June 6, earlier this summer. The sweat dripped off the walls in a sweltering York Hall as Lawrence Okolie (9-0, 7KOs) made the short walk to the ring inside East London’s most famous boxing venue. Luke Watkins, then undefeated, was his opponent, in another step up in attempting to win the Commonwealth cruiserweight strap.
Buoyed by a passionate, overheated, intense, and... ok, drunk crowd, Okolie got the victory in devastating style. Flooring Watkins twice in the third round, vicious right hands left his opponent helpless on the canvas as the referee confirmed the result.
As convincing as this victory seemed on the night, there were concerns coming into the fight of the step-up in quality in only his ninth paid fight. Okolie told Sky Sports:
”When I first turned pro, I gave interviews saying I want to progress quickly. Not because I have an extensive amateur career, just I don’t like the idea of boxing loads of journeyman. It doesn’t stimulate me or motivate me.”
He went on to clarify his history as an amateur as well as his fighting mindset:
”As an amateur I had fifteen fights and got into the GB team and took on some of the best fighters in the world, who had had ten or twenty more times the number of fights, so that allowed me to become better in a very, very short space of time. I wanted to take that approach with me when I turned pro. When you are training, grafting, doing your morning runs, doing your strength and conditioning, your boxing sessions, grinding out your rounds, you want something at the end of it that is a real fight”.
This wasn’t unchartered territory for the 25-year-old. Just four months previous, Okolie had headlined a night of boxing at the O2 Arena against bitter rival Isaac Chamberlain, winning the bout by unanimous decision in a comfortable fashion against the then, also undefeated, Brixton cruiserweight.
A trend is appearing. Let’s be honest, when a promotional outfit gets hold of a young talent who is expected to achieve success in the sport, padding their record in the early stages of their professional careers is seen as the norm. Matchroom Boxing - with pressure to fill their PPV model and NXT GEN shows - are no stranger to this tactical approach, however, Okolie seems to be breaking the mould.
This week saw the announcement that Okolie will now be fighting for the British cruiserweight title in just his tenth fight. On the undercard to Anthony Joshua’s world heavyweight title defence against Alexander Povetkin on 22 Sept., Okolie will have the chance to showcase his talents in front of close to 80,000 fans at Wembley Stadium. With undercard run outs at the likes of Bramall Lane Stadium as well as the Principality Stadium in Cardiff, this won’t be a daunting prospect for Okolie; however, in a fight that is expected to be chief support it is clear he will have his biggest crowd watching to date - by some distance.
This is another huge step up.
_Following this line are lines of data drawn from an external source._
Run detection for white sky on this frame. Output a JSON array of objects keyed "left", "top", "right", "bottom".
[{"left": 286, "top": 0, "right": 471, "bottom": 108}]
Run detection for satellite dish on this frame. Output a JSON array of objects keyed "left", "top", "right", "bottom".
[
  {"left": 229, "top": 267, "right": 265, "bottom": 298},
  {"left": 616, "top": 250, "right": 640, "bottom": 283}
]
Matty Askin (23-3-1) is no pushover in the 200-pound domestic division. A hot streak of form has seen the 29-year-old get wins over Simon Barclay, Tommy McCarthy, Craig Kennedy and Stephen Simmons in the last two years, with only Simmons having suffered defeat prior to their contest.
So let’s put this into context. A win for Okolie will see him claim a version of the British title quicker than any of Britain’s current world champions (Anthony Joshua, George Groves, Billy Joe Saunders, Josh Warrington, Ryan Burnett, Rocky Fielding and Kal Yafai), with ‘The Sauce’ looking to progress quickly beyond this possible feat.
”I’ve won the commonwealth, I’m going to win the British, then the European, and then we go world”, Okolie told Sky Sports. The blueprint is there for the 25-year-old, however, this isn’t to say that challenger is overlooking his opponent on 22 Sept.
In a dangerous fight involving two cruisers who can bang, the risk is plain to see for both fighters regarding their respective careers. Neither needed to take this fight and in an age where prospects are protected at any and every stage of their young careers, credit has to be given to Lawrence as well as, begrudgingly, Eddie Hearn for not stepping in the way of this meeting.
Under the tutelage of Anthony Joshua, Okolie is making all the right noises in his pursuit of titles. Targeting a world crown by 2020 may have seemed a little rash this time last year, however, it’s clear that Lawrence wants to test himself against the best, and reap the rewards in quick fashion. Oleksandr Usyk will find it impossible to keep hold of all four of his world titles for the remainder of 2018; fragmented world titles often throw up some unlikely contests for vacant straps...
There is much to be admired of a fighter who is quick to step through the ranks. The overprotected ‘0s’ of fighters can stagnate the sport; after all, records are for DJs.